Tuesday, December 4, 2007

Survey: virtualization in two-thirds of enterprises by '09

More than a third of enterprise IT shops have implemented x86 server virtualization, and nearly two-thirds expect to do so by 2009, Forrester Research finds in a new survey.

IT departments already using virtualization have virtualized 24% of servers, and that number is expected to grow to 45% by 2009.

Vendors need to get busy upgrading virtualization products, because many enterprises have been using the technology for two years or more and are ready to expand usage, Forrester reports.

"BMC Software, IBM Tivoli, HP Software, and Microsoft must repackage their offerings to create immediate tactical value by adding or buying tools for virtualization environment tasks, such as converting between physical and virtual servers and rapidly updating virtual server configurations," Forrester states.
The Forrester report -- "x86 virtualization adopters hit the tipping point" -- was released Friday and is based on a survey of 275 enterprise server decision-makers.

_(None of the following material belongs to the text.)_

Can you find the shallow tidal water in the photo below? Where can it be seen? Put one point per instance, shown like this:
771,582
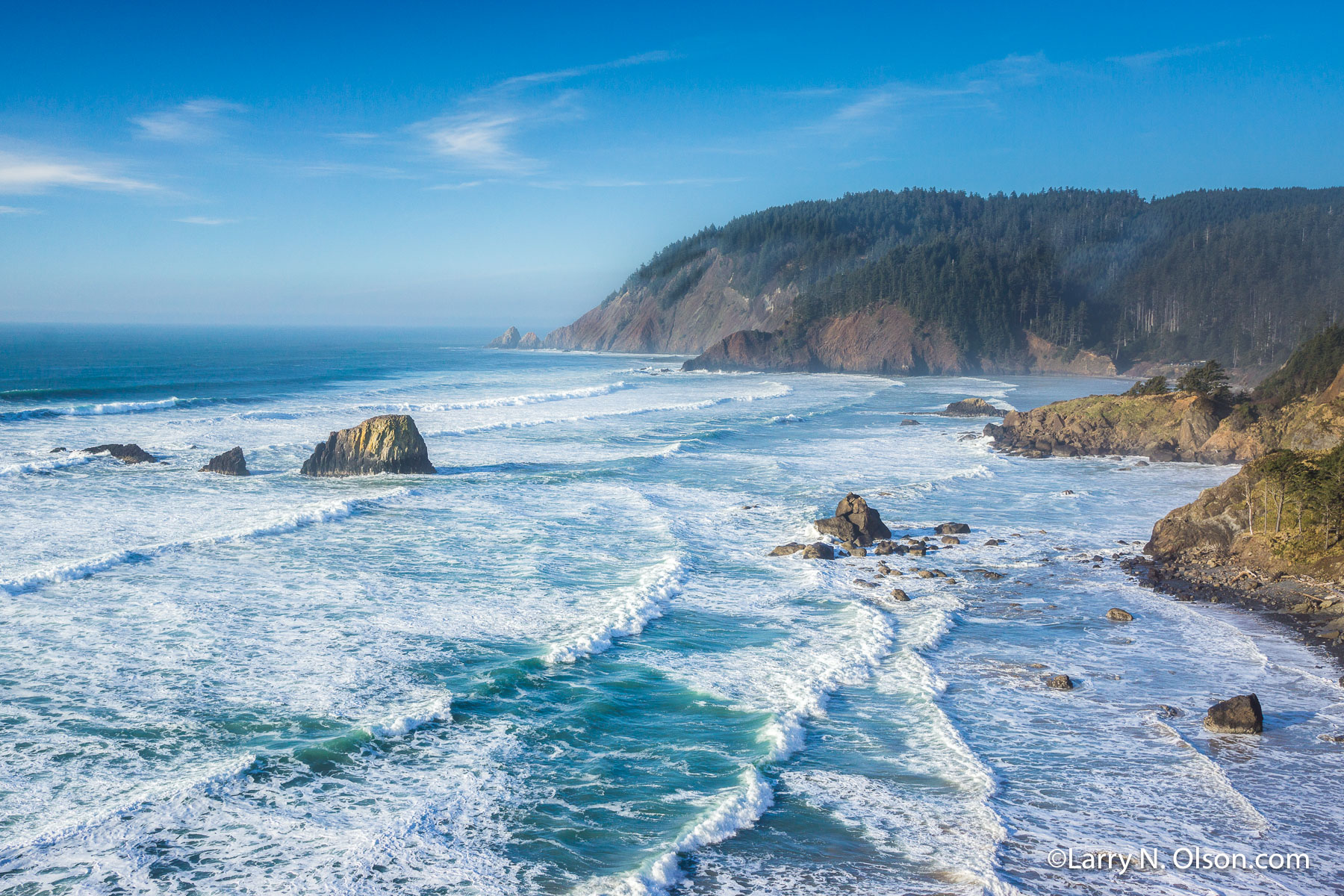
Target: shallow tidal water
566,664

Previous Forrester research actually showed higher adoption of server virtualization, with 50% of IT shops using the technology in production and pilots in 2006.
Estimates tend to be "all over the map," and IT executives are sometimes too optimistic about predictions of future use, says report lead author Frank Gillett. But the survey results "show the power and popularity of the idea ... and demonstrates there is significant intent to increase usage."

The latest report finds that 37% of IT departments have virtualized servers already, and another 13% plan to do so by July 2008. An additional 15% think they will virtualize x86 servers by 2009.

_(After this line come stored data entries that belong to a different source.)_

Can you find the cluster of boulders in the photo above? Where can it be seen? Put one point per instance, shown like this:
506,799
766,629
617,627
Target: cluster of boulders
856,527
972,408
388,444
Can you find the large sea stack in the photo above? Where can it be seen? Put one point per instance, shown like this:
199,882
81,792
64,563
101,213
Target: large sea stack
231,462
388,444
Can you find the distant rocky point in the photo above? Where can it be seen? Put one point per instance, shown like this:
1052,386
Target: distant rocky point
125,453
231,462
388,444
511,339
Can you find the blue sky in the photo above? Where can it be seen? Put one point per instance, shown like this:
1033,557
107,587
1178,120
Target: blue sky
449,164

As enterprises gain a couple years experience with virtualization, they will move from tactical, experimental approaches to strategic IT infrastructure initiatives that might involve upgrading servers, storage, networks and systems management.

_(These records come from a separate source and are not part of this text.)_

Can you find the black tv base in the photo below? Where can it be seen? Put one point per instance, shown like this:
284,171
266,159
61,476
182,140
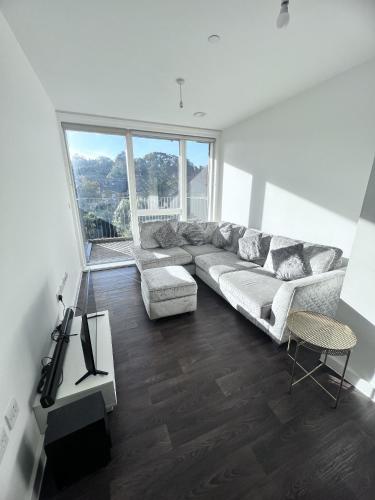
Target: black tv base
87,374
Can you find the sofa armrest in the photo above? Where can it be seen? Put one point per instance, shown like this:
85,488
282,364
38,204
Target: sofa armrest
318,293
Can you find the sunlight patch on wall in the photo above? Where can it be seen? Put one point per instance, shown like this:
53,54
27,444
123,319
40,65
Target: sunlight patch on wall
359,293
287,214
236,200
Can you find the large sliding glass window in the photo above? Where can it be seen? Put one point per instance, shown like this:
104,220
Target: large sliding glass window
123,178
100,177
157,178
198,159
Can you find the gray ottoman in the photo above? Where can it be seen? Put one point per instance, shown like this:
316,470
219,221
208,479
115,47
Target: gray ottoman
167,291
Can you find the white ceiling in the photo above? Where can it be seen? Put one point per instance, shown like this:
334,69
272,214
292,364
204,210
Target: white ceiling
120,58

But virtualization isn't close to being universally adopted throughout enterprises, Gillett says. IT executives typically aren't using the technology for critical applications, or platforms like grid computing and supercomputing, he says.
"Virtualization is working its way [up] from things where people are less uptight about performance," he says.

Virtualization is primarily about sharing machines and portability, but these may not be compelling reasons to virtualize critical workloads, according to Gillett. Machine sharing isn't that necessary if a machine is already busy, and portability might not be compelling when there are few other servers a workload can be moved to.